In November 2016, District of Columbia voters may get a chance to vote on a proposal to raise the hourly minimum wage to $15. If approved, the measure would lift D.C.'s minimum wage to be on a par with those in such liberal cities as Seattle, San Francisco, and Los Angeles. But though the $4.50 jump from its current level might help a few workers, it would hurt many others, alongside consumers and businesses in some parts of the city.
On the surface, this might seem like a way to increase the standard of living for lower-income workers in the district, but in reality, the policy would most likely backfire. For instance, research by economists David Neumark of the University of California, Irvine, William Wascher of the Federal Reserve Board, and Mark Schweitzer of the Federal Reserve Bank of Cleveland shows that minimum wages increase poverty—and hence poverty reduction shouldn't be expected as a benefit of raising the minimum wage. That's because, contrary to common belief, the relationship between low wages and poverty is extremely weak.
As Neumark—who has done extensive research on the issue—explains, "the principal sources of an individual's higher earnings are more schooling and the accumulation of experience and skills in the labor market," both of which are discouraged by increases in the minimum wage. Though an increase raises the wages of some people, it also reduces employment of young and low-skilled people. The Congressional Budget Office calculated that an increase in the federal minimum wage from its current level, $7.25 an hour, to $10.10 per hour would cost about 500,000 jobs.

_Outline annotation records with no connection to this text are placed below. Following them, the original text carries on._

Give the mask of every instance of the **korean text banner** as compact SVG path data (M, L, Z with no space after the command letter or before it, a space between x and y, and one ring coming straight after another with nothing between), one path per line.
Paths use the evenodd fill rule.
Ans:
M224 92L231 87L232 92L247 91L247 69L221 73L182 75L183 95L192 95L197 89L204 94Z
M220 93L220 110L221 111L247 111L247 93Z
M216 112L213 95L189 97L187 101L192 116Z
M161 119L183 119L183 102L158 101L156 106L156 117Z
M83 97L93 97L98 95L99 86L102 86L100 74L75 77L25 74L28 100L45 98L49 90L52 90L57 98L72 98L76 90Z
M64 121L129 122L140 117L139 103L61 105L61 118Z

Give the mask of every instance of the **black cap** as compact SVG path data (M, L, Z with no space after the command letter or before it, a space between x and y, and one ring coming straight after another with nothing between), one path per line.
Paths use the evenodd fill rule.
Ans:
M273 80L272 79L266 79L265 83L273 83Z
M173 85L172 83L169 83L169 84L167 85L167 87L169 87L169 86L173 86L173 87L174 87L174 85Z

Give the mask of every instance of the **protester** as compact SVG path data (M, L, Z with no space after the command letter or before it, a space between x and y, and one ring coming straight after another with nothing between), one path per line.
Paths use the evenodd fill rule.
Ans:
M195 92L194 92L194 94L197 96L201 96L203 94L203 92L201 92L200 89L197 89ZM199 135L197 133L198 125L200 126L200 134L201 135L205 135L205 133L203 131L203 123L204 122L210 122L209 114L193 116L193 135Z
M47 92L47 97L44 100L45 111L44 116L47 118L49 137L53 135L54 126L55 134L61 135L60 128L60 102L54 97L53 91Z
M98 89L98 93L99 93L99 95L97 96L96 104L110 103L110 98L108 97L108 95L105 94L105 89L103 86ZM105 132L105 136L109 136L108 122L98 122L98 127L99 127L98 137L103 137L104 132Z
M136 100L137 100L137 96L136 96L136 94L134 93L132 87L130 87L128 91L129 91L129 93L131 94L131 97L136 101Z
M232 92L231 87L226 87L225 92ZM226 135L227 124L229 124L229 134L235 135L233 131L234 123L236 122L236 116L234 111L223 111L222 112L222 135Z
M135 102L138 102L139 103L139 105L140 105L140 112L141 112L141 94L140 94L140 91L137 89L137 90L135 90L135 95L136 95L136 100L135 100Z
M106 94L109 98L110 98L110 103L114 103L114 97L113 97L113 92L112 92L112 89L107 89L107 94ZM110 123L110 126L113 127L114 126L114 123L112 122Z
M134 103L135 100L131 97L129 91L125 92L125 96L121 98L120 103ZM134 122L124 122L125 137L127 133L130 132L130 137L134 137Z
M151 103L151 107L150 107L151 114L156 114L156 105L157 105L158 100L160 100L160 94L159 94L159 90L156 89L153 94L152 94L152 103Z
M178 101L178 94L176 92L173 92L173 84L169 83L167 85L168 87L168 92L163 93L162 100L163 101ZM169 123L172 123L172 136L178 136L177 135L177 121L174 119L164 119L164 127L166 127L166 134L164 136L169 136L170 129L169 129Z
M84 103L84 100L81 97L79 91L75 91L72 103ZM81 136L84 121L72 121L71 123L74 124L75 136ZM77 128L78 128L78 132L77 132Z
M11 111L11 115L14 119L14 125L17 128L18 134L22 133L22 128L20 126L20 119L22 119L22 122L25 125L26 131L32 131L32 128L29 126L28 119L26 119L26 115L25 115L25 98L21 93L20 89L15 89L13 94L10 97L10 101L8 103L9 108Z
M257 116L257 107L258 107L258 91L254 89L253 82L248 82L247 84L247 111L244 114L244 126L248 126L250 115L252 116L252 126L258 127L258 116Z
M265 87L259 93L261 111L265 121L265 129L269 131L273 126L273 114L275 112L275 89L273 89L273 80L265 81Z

The negative consequences are also worse when unemployment is high; hence, not all D.C. neighborhoods would be similarly affected. Economist Salim Furth of the Heritage Foundation explained to me: "It's easy for the lobbyists and economists of D.C. to forget that a quarter of the city is very poor and poorly served by its government. A $15 (minimum wage) would raise prices in Georgetown, but in Congress Heights, it would shutter shops altogether." Georgetown is in Ward 2, where the unemployment rate is below 5 percent. Congress Heights is part of Ward 8, where unemployment is 13.4 percent.
Furth said: "The people most likely to lose their jobs are those in professions where there is no successful business model that includes high wages. In D.C., 18,000 people work in professions where most workers earn less than $10 an hour. That includes parking lot attendants, shampooers and a lot of food service workers."
Consumers would be affected, too, as businesses push the extra cost onto them. Considering how sensitive they are to price changes, it might further hurt employment.
Fast-food workers might stand to lose the most from the hike. Using peer-reviewed research, James Sherk, Furth's labor economist colleague, estimates that a $15 minimum wage would cause a 36 percent drop in hours worked in fast-food chains. His estimate is based on a national average and is not restricted to a high-cost city such as D.C. He told me, "I would expect a smaller effect in D.C., as $15 an hour will be less of a proportionate increase than it will be in, say, Louisville, Kentucky."
To make matters worse, Sherk explained, "a $15-an-hour minimum wage in D.C. would force many less skilled D.C. residents to look for work outside the city or not work at all." He added, "Businesses will not pay workers more than the value they produce."
As the debate about the effects of minimum wage policies continues, the evidence seems to point to their long-term negative consequences. But often, politicians don't care. After all, when you raise the minimum wage, you can point to someone whose earnings just got a boost, whereas it is difficult to see the negative effects on workers who couldn't get jobs or saw their hours cut because of the policy. Unfortunately, many D.C. residents could find themselves among the unseen victims if the voters approve this raise.